活動報告・レポート
2026年3月9日(月)

中東情勢による世界経済への影響

友人が以前から指摘してきたことですが、再び今日「世界経済は大変なことになると言ったでしょう」と連絡をくれました。それはアメリカによるイラン攻撃に伴う世界経済の動向です。

このアメリカとイスラエルによるイラン攻撃は、原油価格の高騰とそれによる世界経済の不安を引き起こす可能性があります。本日現在、中東情勢は依然として緊迫した状況が続いていることや、原油輸送の要衝であるホルムズ海峡の事実上の閉鎖など、エネルギー供給への懸念が高まっている状況が続いています。

友人の指摘事項として次の項目があります。

  • 1.ホルムズ海峡の安全確保

    日本の原油輸入の約90パーセントがこの海峡を通過するため、船舶の安全確保が最重要となります。

  • 2.原油価格の上昇と物価上昇

    日本は原油の大部分を中東に依存していることから、原油価格高騰は日本経済に深刻な打撃を与えます。資源価格が高騰することで物価上昇とGDPを押し下げる効果があります。原油価格が上昇すると電気代やガス代が高騰し、その結果、物価を押し上げるので実質GDPを押し下げる可能性が高まります。

  • 3.金融政策への影響

    景気下振れリスクの高まることから、日本銀行は追加利上げに慎重になる可能性があります。その結果、スタグフレーションが発生することが懸念されます。

    スタグフレーションとは、景気停滞と物価上昇が同時に発生する経済現象のことで、これは通常の経済サイクルとは異なり、不況とインフレの二重苦をもたらすため、政策立案者にとっても解決が困難で対処が厄介です。

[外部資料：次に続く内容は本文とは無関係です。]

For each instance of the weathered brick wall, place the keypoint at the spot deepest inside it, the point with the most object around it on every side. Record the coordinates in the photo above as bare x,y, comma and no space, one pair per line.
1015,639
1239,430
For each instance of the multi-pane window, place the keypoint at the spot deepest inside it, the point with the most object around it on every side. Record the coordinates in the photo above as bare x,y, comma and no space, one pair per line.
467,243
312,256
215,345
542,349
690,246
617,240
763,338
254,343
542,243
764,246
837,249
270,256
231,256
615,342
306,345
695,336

考えられる影響は次の通りです。

    1. 企業の収益悪化
      ・物価高騰によるコスト増加で企業の収益が圧迫されます。
      ・業績悪化につながり、株価が下落する可能性があります。
    2. 金融市場の不安定化
      ・不確実性が高まり、投資家は安定した通貨を求め資金を移動させます。
      ・為替レートの急激な変動が起こる可能性があります。
      ・インフレ抑制のための金利上昇で債券価格が下落します。
    3. 家計への影響
      ・物価上昇にもかかわらず、賃金が追いつかないため、実質的な所得が減少します。
      ・消費行動が抑制され、生活水準が低下する可能性があります。

これらに対処する方法は困難です。世界経済が失速すると同時に国内経済にも極めて大きな影響を及ぼします。特に経済基盤の弱い地方都市を直撃するので、都市部以上に経済は落ち込むのではないかが懸念材料です。和歌山県経済と県財政を考えると不安材料が広がります。エネルギー価格の上昇による物価上昇による消費落ち込みと、地元企業が価格転嫁できる環境ではなくなることに伴う税収の下振れが予想できます。経済基盤の弱い県にとって打撃があるので、情勢を的確にとらえて財政面で備える必要があります。

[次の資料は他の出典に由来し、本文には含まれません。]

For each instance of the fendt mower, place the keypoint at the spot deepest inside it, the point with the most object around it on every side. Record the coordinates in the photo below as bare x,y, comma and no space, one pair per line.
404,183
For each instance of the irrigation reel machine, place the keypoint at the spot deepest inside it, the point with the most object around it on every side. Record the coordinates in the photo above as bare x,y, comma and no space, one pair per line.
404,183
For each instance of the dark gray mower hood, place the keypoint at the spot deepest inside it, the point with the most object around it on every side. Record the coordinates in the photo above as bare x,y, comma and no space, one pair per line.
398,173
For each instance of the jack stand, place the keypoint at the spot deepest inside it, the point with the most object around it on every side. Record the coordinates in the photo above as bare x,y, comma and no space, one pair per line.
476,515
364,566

友人からは「和歌山県は危機意識を持って下さい。対処が遅れると経済に影響が出てきますから。やはり県財政にとって歳入を増やす取り組みをしなければ、世界経済が下降局面に入ると、地元の中小企業が多い産業構造であれば、まともに影響を受けますから」と心配してくれています。以前から指摘をしてくれていたことが現実のことになってきました。